Before we called it autumn, this segment of late summer was known in English simply as ‘harvest.’ In an era without big box stores or large-scale farming, harvest was the portion of the year when that was all one did. For weeks on end, t’was the season to gather from the garden, the orchard, the fields and forests. Birds and squirrels in my garden follow the same age-old tradition of compulsive collecting, fattening themselves and their larders for the harsher days ahead. Their busy, sometimes irritating work enlivens the autumn garden with a sense of urgency.

And while the general trend in fall is a movement inward, to the outside observer, the world flares with color and exuberance. High and low pressure systems oscillate, bringing rain and wind one day, sun and crispness the next. Summer’s dust and haze are washed into wonderful focus. Deciduous leaves turn shades of yellow, red, orange, or brown, painting the ground with pools of color and filling the air with their chattering percussion.

Likely a shortening of phrases like “the fall of leaves,” and “the fall of the year,” fall is an old name for the season, one that came into common usage in the 1600’s as “harvest” phased out and “autumn” (of French origin) phased in. The terms fall and autumn followed colonists to the New World and remain interchangeable names for this season. Back in England, autumn took furtive hold, and ‘fall’ fell the way of ‘harvest.’

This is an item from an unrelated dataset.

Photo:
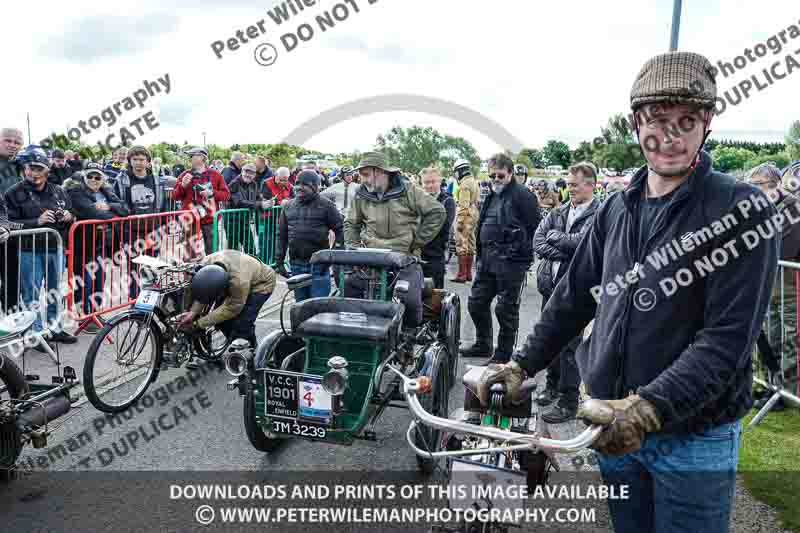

I’ve always liked to say fall—verb as season, like spring—as if through the trimming of our language we embraced the equinoxes’ transformative nature. Fall is a decline into winter, spring the rebound from it. Plants and leaves fall to the ground, the year falls to its close. And the gardener, too, wants to fall from the relentlessness of a garden in its prime.

And yet, when it comes time to cut back the summer plants, I always hesitate. Inevitably, there are tomatoes left unripe, basil with a few more leaves, pole beans still sputtering out pods. In my small garden, if I want to have winter vegetables, I must make a choice; to wait until the summer crops’ natural end means winter plants would start too late. So, in the span of an hour my summer garden falls into the compost, leaving bare soil and the certainty of seasons changed.

Though it appears that autumn brings death to the lushness of summer, its nature is more contractive than destructive. Leaves fall from the trees not because of sickness or frailty, but to preserve nutrients. When day length shortens to a certain number of hours, the woody stems of deciduous trees and shrubs begin to seal themselves at the point of attachment, cutting off nutrients to the leaves so they may keep a store of energy for spring growth.

Though the leaves are still attached, they no longer have access to the materials necessary to produce chlorophyll. As the leaf uses up its supply, its green begins to fade away. Orange and yellow carotenoids, present throughout the summer underneath chlorophyll’s pigmentation, suddenly become visible. Purple and red anthocyanins synthesize in the leaf’s changing chemistry, creating spectacular, glowing hues. Eventually, the leaves drop around the base of the tree and break down throughout winter, returning their minerals and nutrients to the soil and, over time, back to the tree itself.

Our lives go in as well. Like a tree, we gather what we can and leave the rest to winter’s decomposition. In spring, we look forward to abundance, imagining our bare gardens laden with food. Once the garden’s branches have been laden for a while, we imagine them gone, the work done, the squash roasting and a good book on the lap.